Immigration lawyers in the UK are briefing clients on how to lie to the authorities to win the right to stay in Britain and are charging 10,000 pounds to make false asylum in UK claims, according to a Daily Mail investigation.
V.P. Lingajothy, a lawyer who came to the UK from Sri Lanka in 1983, asked an undercover Mail reporter to pretend that he is a pro-Khalistani who was ill-treated and tortured in India to get asylum in the UK.
The undercover reporter posed as a farmer from the Punjab who just landed in the UK on a small boat.
“You can say that the Indian government accused you of being pro-Khalistani, you were taken into custody, arrested and you were ill treated, tortured, sexually tortured. That’s why you couldn’t marry and you were frustrated, you wanted to commit suicide,” the Daily Mail quoted Lingajothy as saying.

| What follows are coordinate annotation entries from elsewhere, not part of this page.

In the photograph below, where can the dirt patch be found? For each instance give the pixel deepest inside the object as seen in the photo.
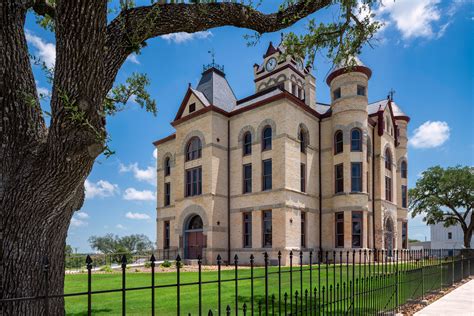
(410, 309)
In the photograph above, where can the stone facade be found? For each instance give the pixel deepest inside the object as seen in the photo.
(285, 102)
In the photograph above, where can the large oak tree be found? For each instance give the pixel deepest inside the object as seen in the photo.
(44, 167)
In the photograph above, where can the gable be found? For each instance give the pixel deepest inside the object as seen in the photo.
(194, 99)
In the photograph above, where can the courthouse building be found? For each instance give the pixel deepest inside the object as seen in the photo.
(278, 171)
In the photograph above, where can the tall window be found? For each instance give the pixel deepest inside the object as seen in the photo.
(356, 229)
(338, 142)
(404, 169)
(303, 138)
(404, 235)
(339, 230)
(193, 149)
(167, 166)
(339, 178)
(167, 193)
(267, 229)
(337, 93)
(267, 175)
(247, 148)
(193, 181)
(303, 229)
(166, 235)
(303, 177)
(356, 140)
(267, 138)
(388, 188)
(404, 196)
(356, 176)
(247, 178)
(388, 159)
(247, 230)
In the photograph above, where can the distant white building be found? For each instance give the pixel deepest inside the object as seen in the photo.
(448, 237)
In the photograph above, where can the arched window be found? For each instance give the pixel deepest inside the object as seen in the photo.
(388, 159)
(267, 138)
(338, 142)
(167, 166)
(247, 146)
(303, 138)
(195, 223)
(356, 140)
(404, 169)
(193, 149)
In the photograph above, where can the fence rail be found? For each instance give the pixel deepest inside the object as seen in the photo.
(362, 282)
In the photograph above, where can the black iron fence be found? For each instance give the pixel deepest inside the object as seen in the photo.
(356, 282)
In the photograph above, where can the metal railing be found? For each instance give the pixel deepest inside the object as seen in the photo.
(356, 282)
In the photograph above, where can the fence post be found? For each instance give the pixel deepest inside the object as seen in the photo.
(124, 268)
(89, 285)
(46, 284)
(265, 258)
(152, 263)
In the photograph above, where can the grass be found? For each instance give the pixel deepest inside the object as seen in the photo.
(378, 294)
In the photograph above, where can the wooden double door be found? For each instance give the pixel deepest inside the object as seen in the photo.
(194, 244)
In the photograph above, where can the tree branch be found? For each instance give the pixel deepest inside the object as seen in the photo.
(43, 8)
(131, 28)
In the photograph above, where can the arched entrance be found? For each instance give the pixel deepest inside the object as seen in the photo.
(389, 236)
(193, 237)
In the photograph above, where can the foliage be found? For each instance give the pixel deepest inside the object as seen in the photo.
(118, 246)
(445, 196)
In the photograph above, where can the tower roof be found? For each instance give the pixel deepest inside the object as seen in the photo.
(214, 86)
(353, 64)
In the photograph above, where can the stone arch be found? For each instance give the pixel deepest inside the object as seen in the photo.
(242, 132)
(187, 213)
(263, 124)
(195, 133)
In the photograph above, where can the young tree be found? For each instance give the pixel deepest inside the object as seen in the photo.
(44, 167)
(446, 196)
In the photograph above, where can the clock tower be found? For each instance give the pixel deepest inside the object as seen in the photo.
(287, 73)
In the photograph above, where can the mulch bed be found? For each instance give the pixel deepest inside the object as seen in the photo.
(411, 308)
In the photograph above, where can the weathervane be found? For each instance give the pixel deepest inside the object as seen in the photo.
(390, 94)
(213, 63)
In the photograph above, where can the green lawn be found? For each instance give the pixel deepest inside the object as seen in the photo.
(376, 293)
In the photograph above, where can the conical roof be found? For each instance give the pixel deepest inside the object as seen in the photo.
(216, 89)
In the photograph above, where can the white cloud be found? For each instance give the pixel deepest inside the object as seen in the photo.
(81, 215)
(75, 222)
(101, 188)
(133, 194)
(146, 175)
(414, 18)
(138, 216)
(46, 51)
(182, 37)
(430, 135)
(133, 59)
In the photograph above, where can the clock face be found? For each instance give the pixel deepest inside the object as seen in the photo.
(271, 64)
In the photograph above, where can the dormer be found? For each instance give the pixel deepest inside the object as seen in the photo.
(285, 72)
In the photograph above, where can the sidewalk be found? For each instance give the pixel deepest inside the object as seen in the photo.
(456, 303)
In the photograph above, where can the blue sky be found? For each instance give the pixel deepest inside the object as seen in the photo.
(424, 52)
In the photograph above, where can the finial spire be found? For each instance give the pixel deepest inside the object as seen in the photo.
(213, 63)
(390, 94)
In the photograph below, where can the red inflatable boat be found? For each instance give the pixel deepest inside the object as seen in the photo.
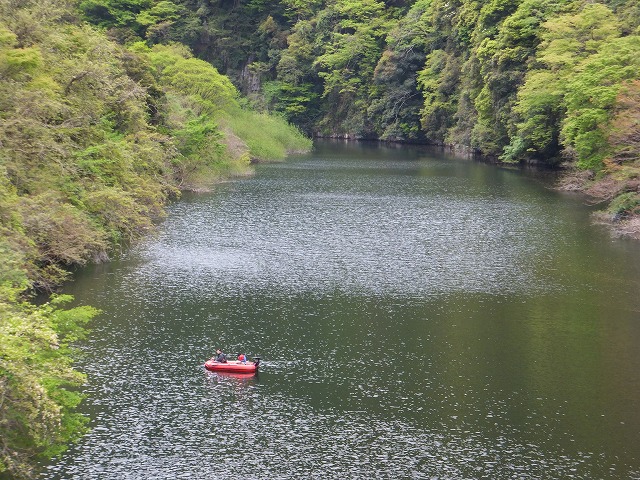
(232, 366)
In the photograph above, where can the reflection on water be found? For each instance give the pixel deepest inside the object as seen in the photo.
(418, 317)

The lawyer asked for 10,000 pounds to invent a back story to use in the asylum application, which included claims of sexual torture, beatings, slave labour, false imprisonment and death threats that left the migrant suicidal and forced him to escape to the UK.

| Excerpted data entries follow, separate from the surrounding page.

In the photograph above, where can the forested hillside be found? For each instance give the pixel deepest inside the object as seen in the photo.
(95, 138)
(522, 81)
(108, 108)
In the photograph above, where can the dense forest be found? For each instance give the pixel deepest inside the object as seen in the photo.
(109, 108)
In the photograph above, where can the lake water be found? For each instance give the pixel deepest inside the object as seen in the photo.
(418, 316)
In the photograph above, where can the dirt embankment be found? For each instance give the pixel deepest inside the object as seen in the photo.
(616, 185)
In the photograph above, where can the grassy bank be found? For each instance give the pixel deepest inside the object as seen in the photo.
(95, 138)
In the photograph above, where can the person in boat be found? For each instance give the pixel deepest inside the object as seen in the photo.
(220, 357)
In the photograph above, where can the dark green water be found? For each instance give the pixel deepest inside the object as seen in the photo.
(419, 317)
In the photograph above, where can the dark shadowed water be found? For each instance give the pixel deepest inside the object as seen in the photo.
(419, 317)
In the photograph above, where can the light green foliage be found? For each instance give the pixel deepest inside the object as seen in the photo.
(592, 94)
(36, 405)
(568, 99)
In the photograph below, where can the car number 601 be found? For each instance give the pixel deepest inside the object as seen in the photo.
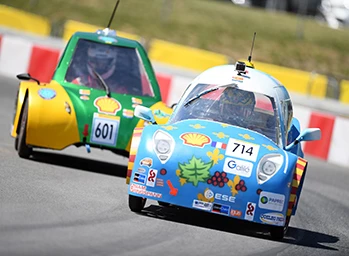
(105, 129)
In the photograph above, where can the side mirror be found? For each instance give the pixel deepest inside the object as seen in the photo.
(144, 113)
(308, 134)
(27, 77)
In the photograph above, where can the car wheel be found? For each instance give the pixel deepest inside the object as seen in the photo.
(16, 143)
(163, 204)
(23, 150)
(136, 203)
(278, 233)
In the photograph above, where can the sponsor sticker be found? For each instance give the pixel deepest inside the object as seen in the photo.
(221, 208)
(47, 93)
(226, 198)
(235, 213)
(242, 149)
(271, 201)
(275, 218)
(249, 212)
(139, 178)
(142, 190)
(195, 139)
(208, 194)
(146, 162)
(206, 206)
(238, 167)
(159, 182)
(141, 170)
(152, 177)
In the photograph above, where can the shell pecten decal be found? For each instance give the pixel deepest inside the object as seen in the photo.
(197, 126)
(221, 135)
(215, 156)
(169, 127)
(207, 196)
(195, 139)
(107, 105)
(269, 147)
(246, 136)
(195, 170)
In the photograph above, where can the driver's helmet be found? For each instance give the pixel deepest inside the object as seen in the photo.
(236, 105)
(102, 59)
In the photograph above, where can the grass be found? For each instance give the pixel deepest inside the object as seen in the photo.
(282, 39)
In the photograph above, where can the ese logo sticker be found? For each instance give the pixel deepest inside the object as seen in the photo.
(238, 167)
(273, 218)
(202, 205)
(249, 212)
(152, 177)
(271, 201)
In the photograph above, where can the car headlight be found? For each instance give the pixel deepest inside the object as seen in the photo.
(268, 167)
(163, 145)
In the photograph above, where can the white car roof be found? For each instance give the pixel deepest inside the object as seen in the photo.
(254, 80)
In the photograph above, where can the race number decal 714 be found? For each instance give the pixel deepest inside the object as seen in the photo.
(242, 149)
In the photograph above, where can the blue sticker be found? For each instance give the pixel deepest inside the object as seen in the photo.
(47, 93)
(107, 39)
(221, 208)
(140, 178)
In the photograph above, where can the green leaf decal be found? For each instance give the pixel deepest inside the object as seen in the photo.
(195, 171)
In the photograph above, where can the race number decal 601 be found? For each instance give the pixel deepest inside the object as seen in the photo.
(105, 129)
(242, 149)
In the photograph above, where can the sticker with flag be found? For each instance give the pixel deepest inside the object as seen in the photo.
(140, 178)
(84, 92)
(127, 113)
(217, 144)
(136, 101)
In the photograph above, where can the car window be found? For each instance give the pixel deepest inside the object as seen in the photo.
(245, 109)
(120, 67)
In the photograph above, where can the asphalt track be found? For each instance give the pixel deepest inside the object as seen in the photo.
(74, 203)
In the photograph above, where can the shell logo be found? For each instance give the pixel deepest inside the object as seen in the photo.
(107, 105)
(195, 139)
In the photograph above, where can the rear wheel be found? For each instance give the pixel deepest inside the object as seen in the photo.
(163, 204)
(278, 233)
(135, 203)
(23, 150)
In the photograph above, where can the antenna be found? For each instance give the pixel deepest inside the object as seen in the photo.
(250, 57)
(112, 16)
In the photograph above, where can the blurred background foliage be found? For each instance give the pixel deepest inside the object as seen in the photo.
(283, 39)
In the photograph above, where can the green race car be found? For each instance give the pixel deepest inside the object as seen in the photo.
(90, 100)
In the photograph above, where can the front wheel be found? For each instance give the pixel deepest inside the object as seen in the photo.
(23, 150)
(135, 203)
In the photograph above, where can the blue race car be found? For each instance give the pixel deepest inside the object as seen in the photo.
(230, 147)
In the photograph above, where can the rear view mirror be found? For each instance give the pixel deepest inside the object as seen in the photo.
(308, 134)
(144, 113)
(27, 77)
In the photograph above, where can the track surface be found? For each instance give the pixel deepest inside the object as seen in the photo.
(74, 203)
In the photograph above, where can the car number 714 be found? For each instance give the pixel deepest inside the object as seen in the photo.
(242, 149)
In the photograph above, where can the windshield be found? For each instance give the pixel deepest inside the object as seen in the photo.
(230, 105)
(121, 68)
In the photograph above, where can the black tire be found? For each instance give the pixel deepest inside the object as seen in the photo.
(163, 204)
(135, 203)
(23, 150)
(16, 143)
(278, 233)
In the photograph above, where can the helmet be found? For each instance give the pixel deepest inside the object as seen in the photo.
(102, 59)
(236, 105)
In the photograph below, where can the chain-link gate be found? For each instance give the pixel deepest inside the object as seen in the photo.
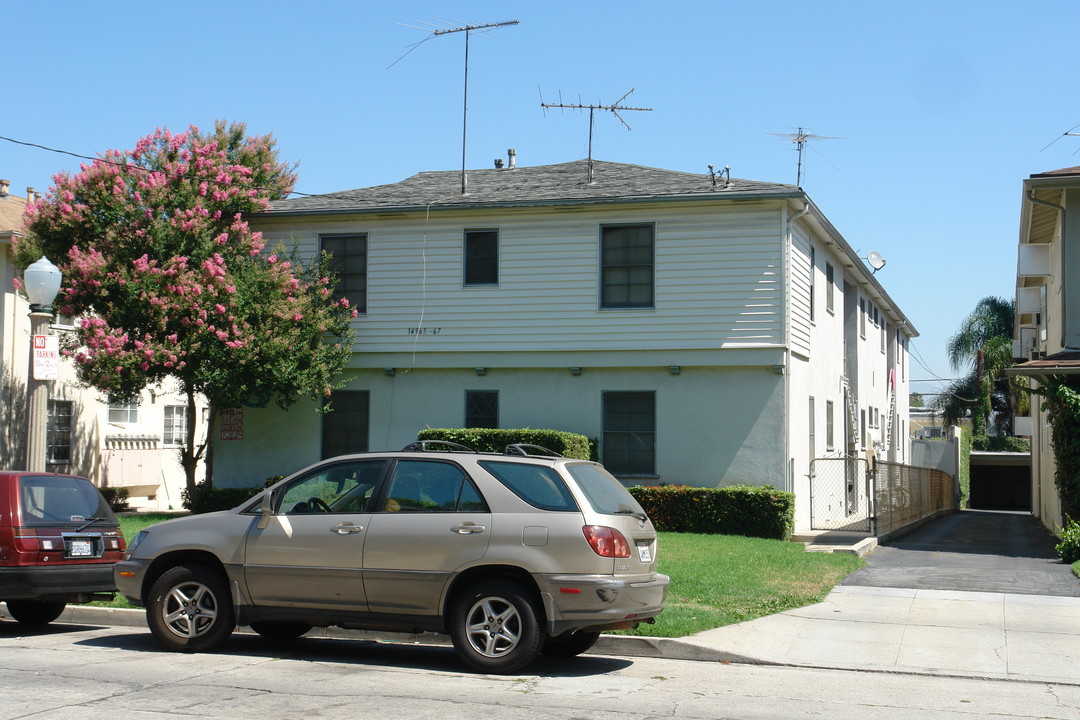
(840, 497)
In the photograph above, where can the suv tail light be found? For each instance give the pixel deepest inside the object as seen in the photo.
(606, 542)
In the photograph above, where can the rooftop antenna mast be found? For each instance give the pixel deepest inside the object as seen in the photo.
(800, 138)
(468, 29)
(613, 109)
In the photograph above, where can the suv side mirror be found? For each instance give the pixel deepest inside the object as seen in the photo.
(266, 508)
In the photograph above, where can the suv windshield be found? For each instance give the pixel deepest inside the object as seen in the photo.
(605, 493)
(51, 500)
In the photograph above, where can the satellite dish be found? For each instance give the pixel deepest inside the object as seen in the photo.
(875, 259)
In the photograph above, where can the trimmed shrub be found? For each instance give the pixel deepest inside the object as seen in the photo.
(1000, 444)
(210, 500)
(494, 439)
(1069, 547)
(737, 510)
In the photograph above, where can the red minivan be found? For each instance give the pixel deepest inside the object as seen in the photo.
(58, 542)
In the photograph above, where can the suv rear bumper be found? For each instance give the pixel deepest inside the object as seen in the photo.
(601, 602)
(67, 583)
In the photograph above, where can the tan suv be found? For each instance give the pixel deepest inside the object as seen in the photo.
(513, 555)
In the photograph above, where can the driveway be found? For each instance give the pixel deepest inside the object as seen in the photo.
(972, 551)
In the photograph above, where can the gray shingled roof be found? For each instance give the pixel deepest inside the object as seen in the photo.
(541, 185)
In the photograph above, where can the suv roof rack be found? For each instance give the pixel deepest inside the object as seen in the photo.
(421, 446)
(523, 449)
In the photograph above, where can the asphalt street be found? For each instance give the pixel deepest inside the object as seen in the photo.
(103, 673)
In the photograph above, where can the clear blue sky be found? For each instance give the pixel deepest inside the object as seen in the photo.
(943, 107)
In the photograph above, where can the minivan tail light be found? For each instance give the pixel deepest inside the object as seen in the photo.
(606, 542)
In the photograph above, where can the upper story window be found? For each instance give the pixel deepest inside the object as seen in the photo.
(626, 266)
(829, 297)
(58, 432)
(346, 425)
(482, 257)
(350, 263)
(175, 429)
(123, 412)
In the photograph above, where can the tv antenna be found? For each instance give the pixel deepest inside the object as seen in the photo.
(468, 29)
(800, 138)
(615, 108)
(1067, 133)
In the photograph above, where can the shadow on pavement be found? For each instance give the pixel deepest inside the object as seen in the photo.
(368, 652)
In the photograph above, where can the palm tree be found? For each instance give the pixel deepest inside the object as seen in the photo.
(983, 347)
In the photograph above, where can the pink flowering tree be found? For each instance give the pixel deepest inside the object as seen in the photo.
(170, 283)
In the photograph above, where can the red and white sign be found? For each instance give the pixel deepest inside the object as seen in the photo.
(232, 424)
(46, 356)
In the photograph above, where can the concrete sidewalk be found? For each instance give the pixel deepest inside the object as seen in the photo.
(946, 633)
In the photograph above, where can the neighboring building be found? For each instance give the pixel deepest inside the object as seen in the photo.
(705, 331)
(1048, 312)
(132, 446)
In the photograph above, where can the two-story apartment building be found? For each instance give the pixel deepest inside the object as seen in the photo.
(131, 445)
(705, 331)
(1047, 339)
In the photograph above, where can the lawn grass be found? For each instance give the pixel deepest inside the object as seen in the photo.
(716, 580)
(130, 525)
(720, 580)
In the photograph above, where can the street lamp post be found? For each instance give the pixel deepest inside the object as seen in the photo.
(42, 282)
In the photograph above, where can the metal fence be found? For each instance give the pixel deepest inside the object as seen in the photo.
(904, 494)
(840, 494)
(845, 494)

He even promised a doctor’s report to support the story and produced anti-depressants to be given to the Home Office as “evidence” of psychological trauma, the Mail reported.

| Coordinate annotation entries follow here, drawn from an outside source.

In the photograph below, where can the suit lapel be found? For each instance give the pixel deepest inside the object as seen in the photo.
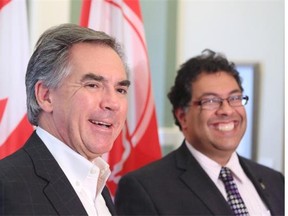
(199, 182)
(58, 190)
(108, 200)
(258, 183)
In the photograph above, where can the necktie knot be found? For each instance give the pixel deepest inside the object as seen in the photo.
(226, 174)
(234, 199)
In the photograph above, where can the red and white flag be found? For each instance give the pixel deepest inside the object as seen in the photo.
(138, 144)
(14, 52)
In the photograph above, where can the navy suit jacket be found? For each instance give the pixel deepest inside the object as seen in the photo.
(32, 183)
(177, 185)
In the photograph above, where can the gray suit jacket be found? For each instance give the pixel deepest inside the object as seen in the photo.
(177, 185)
(32, 183)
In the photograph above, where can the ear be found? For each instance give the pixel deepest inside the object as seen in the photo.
(42, 94)
(180, 114)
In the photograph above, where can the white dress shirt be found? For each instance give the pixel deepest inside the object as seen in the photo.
(249, 194)
(87, 178)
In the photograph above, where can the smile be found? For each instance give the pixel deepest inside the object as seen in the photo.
(102, 124)
(225, 126)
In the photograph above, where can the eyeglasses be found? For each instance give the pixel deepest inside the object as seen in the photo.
(216, 102)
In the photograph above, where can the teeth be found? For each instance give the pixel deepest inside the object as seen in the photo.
(101, 123)
(226, 127)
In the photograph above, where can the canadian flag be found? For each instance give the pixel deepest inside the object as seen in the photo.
(138, 144)
(14, 52)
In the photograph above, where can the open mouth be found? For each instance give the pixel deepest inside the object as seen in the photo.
(226, 126)
(102, 124)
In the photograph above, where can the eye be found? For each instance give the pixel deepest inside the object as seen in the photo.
(235, 98)
(123, 91)
(92, 85)
(211, 101)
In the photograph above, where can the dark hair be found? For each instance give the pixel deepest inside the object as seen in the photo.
(208, 62)
(50, 61)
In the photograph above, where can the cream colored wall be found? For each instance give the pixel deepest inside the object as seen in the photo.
(46, 13)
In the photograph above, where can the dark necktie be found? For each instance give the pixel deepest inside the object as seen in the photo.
(234, 199)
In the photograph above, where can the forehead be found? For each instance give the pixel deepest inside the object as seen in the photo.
(220, 83)
(97, 58)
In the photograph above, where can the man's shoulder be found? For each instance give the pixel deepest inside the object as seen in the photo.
(257, 168)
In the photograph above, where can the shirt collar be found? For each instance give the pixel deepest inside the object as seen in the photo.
(76, 167)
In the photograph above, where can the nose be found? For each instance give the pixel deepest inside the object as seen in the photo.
(110, 100)
(225, 108)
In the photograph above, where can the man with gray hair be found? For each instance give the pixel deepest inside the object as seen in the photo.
(77, 85)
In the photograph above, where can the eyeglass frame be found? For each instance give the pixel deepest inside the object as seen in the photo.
(244, 101)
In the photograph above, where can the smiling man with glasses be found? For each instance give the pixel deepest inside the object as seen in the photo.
(205, 175)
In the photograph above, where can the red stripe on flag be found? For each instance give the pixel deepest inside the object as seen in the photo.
(17, 138)
(3, 103)
(135, 6)
(85, 11)
(3, 3)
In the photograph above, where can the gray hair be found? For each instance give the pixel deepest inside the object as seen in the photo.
(50, 60)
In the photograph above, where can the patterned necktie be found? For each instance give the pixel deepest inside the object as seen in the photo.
(234, 199)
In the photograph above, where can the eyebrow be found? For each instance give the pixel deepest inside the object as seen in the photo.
(99, 78)
(214, 94)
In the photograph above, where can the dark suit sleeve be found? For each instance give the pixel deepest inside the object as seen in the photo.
(132, 199)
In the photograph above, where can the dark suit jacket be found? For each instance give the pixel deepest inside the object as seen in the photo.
(32, 183)
(177, 185)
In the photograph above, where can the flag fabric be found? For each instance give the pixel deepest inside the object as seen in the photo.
(14, 52)
(138, 143)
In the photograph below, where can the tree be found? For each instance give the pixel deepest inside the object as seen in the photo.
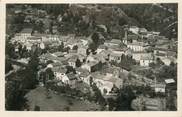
(75, 47)
(49, 74)
(159, 62)
(8, 65)
(124, 99)
(61, 47)
(78, 63)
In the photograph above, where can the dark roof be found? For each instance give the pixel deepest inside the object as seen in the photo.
(27, 30)
(71, 76)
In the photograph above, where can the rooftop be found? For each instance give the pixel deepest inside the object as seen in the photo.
(27, 30)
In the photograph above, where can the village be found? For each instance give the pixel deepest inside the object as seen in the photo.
(99, 67)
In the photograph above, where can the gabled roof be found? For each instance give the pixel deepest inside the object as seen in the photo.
(59, 69)
(27, 30)
(71, 76)
(168, 81)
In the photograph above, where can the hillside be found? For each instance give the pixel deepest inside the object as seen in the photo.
(82, 18)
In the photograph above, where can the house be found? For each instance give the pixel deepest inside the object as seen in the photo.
(72, 61)
(26, 32)
(34, 39)
(134, 29)
(92, 66)
(149, 104)
(171, 84)
(101, 48)
(115, 57)
(60, 74)
(155, 104)
(146, 60)
(102, 28)
(136, 46)
(82, 50)
(159, 87)
(48, 56)
(58, 54)
(72, 80)
(141, 55)
(105, 82)
(113, 42)
(143, 31)
(82, 74)
(105, 54)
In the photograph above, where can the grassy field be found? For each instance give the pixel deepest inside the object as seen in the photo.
(57, 102)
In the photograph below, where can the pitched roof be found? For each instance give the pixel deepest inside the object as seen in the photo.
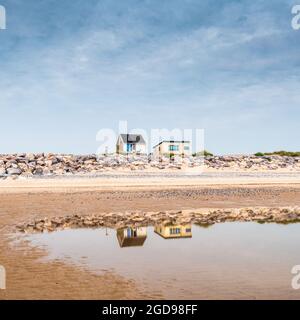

At another firm, where the undercover reporter went, the lawyer said he would have to “create the evidence” to make it appear the migrant had a genuine fear of “persecution and assassination” if he returned home.
A third lawyer said he would use it to make it appear the undercover reporter feared for his life in India, which would include reasons like anti-government political allegiances, a love affair with someone from the wrong caste or being gay.
According to the report, up to 40 solicitors’ firms are being monitored by the authorities amid suspected asylum claim “abuses” and allegations of “carbon copy” applications from different people represented by the same firms.
With a multi-million-pound property empire, most like Lingajothy enjoy the trappings of a successful lawyer.
In response to the report, Prime Minister Rishi Sunak andChancellor Alex Chalk said the “appalling” conduct by the law firms must be met with the “full force of sanctions”.